Posted On: Aug. 25, 2013 12:00 AM CST

Federal legislation introduced this summer seeks to reduce worker musculoskeletal injuries by creating a national standard for the safe lifting and moving of patients in health care facilities.

A lack of nationally recognized safety standards is among issues hampering U.S. Occupational Safety and Health Administration efforts to reduce a high rate of worker injuries in hospitals and nursing homes, experts say.

The Nurse and Health Care Worker Protection Act of 2013, sponsored by Rep. John Conyers Jr., D-Mich., was introduced and referred to committee on June 25.

It incorporates safe patient-handling practices developed by a working group organized by the Silver Spring, Md.-based American Nurses Association, said Lori Severson, health care loss control consultant for Lockton Cos. L.L.C. in Denver.

Ms. Severson participated in the working group, as did ergonomics experts, physical therapists, patient-handling equipment manufacturers and others, the nurses association said.

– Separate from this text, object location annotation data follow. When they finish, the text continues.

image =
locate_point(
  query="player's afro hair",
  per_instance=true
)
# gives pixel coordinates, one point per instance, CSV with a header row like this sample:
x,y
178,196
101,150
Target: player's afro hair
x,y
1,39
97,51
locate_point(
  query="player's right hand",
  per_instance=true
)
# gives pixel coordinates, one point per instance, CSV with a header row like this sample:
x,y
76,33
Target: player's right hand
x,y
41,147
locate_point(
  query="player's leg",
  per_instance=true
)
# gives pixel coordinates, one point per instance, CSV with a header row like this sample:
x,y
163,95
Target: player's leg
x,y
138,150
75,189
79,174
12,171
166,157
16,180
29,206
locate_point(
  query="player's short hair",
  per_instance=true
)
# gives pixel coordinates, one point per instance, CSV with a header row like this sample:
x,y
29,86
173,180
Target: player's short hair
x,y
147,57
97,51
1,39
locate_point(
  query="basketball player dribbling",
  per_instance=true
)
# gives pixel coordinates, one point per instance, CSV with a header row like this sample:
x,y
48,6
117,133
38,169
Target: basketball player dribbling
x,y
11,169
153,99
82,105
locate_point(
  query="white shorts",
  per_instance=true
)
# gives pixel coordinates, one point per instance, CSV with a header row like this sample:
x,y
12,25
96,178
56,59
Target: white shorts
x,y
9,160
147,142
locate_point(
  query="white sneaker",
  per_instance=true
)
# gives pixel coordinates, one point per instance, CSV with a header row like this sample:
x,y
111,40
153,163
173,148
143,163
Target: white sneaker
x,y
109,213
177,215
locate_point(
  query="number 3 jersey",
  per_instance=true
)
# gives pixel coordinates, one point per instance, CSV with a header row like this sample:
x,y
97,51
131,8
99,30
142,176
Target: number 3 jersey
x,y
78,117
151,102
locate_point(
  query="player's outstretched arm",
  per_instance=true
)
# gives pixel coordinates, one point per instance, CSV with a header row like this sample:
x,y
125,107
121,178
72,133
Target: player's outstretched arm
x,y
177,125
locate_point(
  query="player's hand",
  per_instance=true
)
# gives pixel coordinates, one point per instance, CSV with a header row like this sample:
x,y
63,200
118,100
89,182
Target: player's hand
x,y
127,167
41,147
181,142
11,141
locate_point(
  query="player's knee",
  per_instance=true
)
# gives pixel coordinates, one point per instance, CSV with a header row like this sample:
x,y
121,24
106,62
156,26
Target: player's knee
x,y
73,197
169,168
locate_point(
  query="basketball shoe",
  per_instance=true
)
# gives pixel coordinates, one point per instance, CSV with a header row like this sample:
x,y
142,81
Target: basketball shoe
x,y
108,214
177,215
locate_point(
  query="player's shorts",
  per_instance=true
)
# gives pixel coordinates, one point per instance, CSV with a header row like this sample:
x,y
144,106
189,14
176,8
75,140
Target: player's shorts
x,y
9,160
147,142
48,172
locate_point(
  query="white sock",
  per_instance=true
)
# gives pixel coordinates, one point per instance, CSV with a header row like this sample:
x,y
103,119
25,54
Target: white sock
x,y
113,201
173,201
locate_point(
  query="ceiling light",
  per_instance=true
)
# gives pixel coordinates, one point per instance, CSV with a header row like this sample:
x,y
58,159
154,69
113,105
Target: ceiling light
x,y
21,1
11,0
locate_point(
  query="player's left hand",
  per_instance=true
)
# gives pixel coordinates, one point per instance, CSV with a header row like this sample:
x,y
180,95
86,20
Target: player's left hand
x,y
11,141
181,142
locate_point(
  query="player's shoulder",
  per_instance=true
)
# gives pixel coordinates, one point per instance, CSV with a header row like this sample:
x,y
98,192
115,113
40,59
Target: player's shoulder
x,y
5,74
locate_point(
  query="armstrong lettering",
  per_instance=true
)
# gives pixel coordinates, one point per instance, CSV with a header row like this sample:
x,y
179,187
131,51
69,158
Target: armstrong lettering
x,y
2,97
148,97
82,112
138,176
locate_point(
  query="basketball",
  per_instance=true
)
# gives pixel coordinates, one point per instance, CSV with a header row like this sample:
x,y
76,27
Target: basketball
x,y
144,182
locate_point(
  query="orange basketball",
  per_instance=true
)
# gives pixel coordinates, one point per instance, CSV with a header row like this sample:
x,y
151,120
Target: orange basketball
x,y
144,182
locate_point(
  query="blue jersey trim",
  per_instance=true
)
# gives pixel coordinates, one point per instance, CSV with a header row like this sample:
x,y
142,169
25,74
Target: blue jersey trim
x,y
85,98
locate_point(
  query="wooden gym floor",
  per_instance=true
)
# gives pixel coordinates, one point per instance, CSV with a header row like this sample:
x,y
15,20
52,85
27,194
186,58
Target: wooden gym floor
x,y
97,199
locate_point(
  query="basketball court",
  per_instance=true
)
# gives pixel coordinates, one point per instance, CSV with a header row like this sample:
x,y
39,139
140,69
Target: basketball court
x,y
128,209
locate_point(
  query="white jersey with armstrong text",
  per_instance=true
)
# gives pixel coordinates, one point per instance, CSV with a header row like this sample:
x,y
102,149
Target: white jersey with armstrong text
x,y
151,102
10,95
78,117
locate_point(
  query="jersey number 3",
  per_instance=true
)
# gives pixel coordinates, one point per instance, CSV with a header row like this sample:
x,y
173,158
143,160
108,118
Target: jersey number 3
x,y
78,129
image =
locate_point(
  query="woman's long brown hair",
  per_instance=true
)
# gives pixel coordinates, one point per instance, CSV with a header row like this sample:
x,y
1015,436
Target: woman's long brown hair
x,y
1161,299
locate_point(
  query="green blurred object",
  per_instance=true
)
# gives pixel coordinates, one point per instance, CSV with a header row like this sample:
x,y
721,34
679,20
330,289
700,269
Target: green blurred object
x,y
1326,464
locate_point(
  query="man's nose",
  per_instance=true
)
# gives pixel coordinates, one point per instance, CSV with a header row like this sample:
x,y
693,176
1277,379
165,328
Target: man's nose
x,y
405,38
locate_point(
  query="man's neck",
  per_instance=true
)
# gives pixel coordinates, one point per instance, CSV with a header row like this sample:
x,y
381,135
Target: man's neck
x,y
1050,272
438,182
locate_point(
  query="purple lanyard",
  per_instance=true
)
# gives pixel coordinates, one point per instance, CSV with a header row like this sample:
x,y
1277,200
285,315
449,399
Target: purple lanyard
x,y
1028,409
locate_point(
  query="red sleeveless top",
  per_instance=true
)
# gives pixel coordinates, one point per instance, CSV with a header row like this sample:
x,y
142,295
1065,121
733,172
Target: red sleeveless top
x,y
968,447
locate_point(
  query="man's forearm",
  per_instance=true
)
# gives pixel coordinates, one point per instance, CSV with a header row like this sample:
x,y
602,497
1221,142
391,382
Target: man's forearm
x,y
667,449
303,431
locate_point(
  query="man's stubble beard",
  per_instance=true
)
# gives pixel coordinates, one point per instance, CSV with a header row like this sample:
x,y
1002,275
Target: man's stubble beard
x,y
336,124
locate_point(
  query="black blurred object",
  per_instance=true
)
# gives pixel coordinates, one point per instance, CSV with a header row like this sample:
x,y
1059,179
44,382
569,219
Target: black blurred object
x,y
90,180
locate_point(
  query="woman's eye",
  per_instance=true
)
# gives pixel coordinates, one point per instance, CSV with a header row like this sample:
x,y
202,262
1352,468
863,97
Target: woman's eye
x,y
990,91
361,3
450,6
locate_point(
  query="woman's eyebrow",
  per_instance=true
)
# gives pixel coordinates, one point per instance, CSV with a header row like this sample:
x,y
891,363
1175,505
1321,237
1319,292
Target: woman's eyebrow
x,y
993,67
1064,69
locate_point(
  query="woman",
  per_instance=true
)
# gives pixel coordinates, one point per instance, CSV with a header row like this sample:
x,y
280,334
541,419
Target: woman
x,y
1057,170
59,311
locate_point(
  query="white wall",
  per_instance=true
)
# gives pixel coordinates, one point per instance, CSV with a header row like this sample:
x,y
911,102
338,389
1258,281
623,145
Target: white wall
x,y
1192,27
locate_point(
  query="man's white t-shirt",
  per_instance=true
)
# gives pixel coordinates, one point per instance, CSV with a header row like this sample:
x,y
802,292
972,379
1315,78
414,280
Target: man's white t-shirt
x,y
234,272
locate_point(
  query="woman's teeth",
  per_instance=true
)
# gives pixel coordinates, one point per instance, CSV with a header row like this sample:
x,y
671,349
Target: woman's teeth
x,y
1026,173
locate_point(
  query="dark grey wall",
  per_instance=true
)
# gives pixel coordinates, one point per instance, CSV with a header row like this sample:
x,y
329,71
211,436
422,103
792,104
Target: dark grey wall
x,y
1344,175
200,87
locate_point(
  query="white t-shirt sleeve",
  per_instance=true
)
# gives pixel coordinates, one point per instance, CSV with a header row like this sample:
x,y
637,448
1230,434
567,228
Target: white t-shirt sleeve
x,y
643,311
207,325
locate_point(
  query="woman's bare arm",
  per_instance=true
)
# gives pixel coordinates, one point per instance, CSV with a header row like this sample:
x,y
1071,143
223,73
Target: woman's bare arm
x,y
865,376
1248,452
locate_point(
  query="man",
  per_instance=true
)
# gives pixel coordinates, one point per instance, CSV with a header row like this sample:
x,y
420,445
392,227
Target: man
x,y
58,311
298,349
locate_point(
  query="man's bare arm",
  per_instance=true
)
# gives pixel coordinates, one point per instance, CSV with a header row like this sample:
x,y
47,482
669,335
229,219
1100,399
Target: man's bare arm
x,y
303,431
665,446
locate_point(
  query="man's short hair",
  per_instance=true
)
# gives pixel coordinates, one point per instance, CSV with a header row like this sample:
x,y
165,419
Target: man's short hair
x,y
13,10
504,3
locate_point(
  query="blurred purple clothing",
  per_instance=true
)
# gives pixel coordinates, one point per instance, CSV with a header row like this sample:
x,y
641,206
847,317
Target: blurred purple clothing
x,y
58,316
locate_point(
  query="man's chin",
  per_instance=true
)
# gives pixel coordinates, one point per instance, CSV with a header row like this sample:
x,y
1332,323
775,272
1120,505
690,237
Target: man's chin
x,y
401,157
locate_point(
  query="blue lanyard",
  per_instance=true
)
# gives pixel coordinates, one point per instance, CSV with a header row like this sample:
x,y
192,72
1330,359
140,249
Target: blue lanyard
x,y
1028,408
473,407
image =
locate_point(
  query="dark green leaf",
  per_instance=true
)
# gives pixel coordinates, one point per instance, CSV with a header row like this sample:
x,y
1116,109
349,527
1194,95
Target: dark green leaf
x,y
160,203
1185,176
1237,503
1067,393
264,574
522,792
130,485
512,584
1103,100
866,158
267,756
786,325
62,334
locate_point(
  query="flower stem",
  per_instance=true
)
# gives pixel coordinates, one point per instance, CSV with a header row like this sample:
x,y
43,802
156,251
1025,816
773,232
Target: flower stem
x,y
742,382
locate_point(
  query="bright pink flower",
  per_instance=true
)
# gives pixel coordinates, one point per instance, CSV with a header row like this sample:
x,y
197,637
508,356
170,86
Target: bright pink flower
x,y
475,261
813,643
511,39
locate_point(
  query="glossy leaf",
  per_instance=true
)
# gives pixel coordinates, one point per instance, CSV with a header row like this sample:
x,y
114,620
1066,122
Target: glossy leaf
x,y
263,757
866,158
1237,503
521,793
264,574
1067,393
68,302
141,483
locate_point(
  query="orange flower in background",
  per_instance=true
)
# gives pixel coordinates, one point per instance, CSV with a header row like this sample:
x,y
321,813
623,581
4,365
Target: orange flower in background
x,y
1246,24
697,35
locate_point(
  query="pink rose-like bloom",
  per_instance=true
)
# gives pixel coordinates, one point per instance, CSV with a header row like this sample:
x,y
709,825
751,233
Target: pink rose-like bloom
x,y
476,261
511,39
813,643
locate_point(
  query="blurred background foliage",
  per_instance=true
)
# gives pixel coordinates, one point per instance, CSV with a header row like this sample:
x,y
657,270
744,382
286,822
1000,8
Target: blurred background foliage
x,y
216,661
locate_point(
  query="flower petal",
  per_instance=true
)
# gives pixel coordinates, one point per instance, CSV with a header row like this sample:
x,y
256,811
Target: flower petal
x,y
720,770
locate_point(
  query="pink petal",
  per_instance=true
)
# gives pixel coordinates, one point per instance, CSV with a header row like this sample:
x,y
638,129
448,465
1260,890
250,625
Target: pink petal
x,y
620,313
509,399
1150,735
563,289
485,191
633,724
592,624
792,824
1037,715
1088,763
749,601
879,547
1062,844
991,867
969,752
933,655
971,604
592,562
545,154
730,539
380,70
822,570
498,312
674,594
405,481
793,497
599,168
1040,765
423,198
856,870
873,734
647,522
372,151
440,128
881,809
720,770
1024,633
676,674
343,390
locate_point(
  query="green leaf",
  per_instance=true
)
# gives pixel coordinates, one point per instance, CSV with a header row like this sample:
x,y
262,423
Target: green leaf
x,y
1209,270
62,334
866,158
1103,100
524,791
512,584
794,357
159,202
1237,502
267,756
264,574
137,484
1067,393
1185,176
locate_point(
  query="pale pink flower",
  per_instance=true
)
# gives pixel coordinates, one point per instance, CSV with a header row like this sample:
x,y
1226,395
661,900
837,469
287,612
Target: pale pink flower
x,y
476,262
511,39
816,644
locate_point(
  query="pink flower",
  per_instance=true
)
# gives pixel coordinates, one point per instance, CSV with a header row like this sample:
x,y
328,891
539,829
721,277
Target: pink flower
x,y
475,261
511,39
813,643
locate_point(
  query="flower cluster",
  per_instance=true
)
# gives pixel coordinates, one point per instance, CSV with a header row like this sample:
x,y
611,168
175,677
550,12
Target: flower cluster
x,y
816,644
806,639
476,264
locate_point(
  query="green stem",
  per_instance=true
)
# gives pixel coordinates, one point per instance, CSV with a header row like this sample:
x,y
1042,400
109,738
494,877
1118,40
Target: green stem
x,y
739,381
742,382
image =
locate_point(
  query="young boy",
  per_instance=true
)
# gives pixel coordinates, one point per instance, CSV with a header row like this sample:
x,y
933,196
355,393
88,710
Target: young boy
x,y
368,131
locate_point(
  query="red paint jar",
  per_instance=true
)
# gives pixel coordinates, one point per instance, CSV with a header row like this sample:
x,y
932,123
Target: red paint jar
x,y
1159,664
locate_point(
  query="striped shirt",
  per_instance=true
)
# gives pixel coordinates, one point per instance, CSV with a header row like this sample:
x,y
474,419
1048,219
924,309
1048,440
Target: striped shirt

They created eight core components or best practices that can be implemented across all aspects of health care. About a dozen states have adopted their own standards, but overall there is a lack of consistency in implementing patient-handling practices that reduce worker injuries, she said.

“Here is one of the leaders causing huge dollars being spent on workplace injuries, and there are no occupational safety standards addressing it,” Ms. Severson said.

But incorporating such standards into law could give OSHA inspectors the ability to review health care companies' implementation of the practices.